We’re also seeing the 18-24 demographic corroborating the projections by VSS concerning the consumers’ preference for media they control. Last month, 30 percent of adults 18-24 watched a full-length movie online, according to market analysis conducted by Ipsos Media CT.
In addition, over half (51 percent) streamed a full-length TV show in the same time period. Overall, the firm found that 26 percent of Americans have streamed an online television show in the last 30 days, and 14 percent have streamed a full-length movie, more than double the numbers for online streaming last September.
Of course, there is also speculation concerning the impact of Internet-enabled televisions on the business of television, which the Yankee Group predicts will reach 50 million people by 2013. Another 30 million, it says, will have Web-connected Blu-ray players and 11 million consumers will have purchased media adaptors, giving nearly 100 million people Web video on their TVs without hooking up a PC, according to a report in Variety. TV, the Web and Blu-ray; paired with an interactive TV remote. Talk about convergence.

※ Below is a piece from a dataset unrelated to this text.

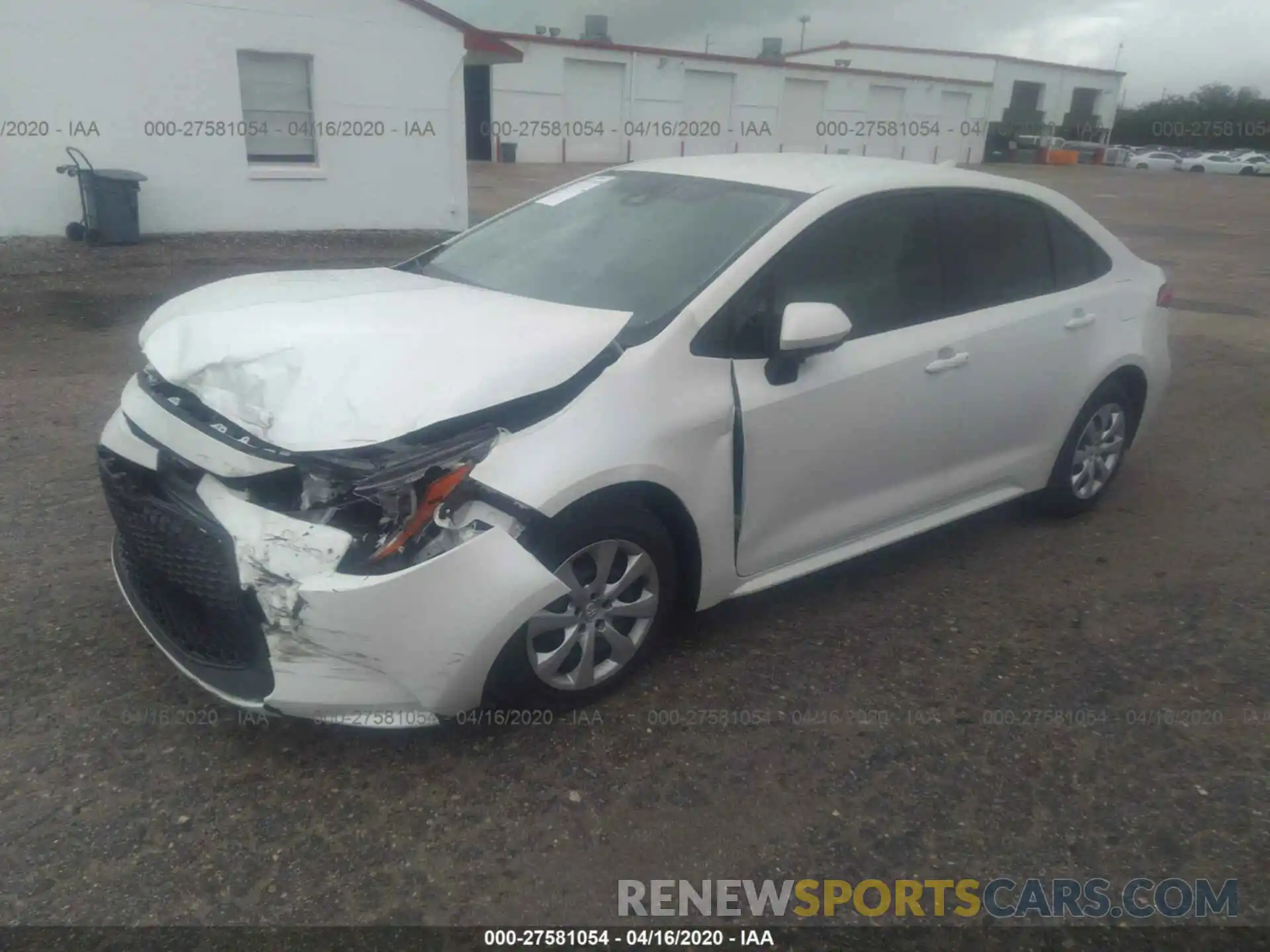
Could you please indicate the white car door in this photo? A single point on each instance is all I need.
(857, 441)
(1019, 286)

With all these changes in the wind, MFM has decided to devote its fall 2009 Regional Seminar to a “Media Outlook 2010.” The seminar will be held on Tuesday, Nov. 17, at the McGraw-Hill Building in New York in association with Federation of Credit and Financial Professionals.
It’s clear that we are indeed going to see convergence continue. We know that it’s going to continue to be disruptive to our traditional business models; that we are going to have to continue adapting our services in order to remain valuable to our customers. That’s a lot of ground to hold in common with our peers in other segments of the media industry. And at MFM, we’re looking forward to supporting the type of inter-media collaboration that can help to ensure that we see the necessary ROI as we all work to remain a vital part of that Fourth Estate.
Mary Collins is the president and CEO of the Media Financial Management Association, a professional society addressing the diverse needs of the industry’s financial and business professionals. Her column appears here every other Friday.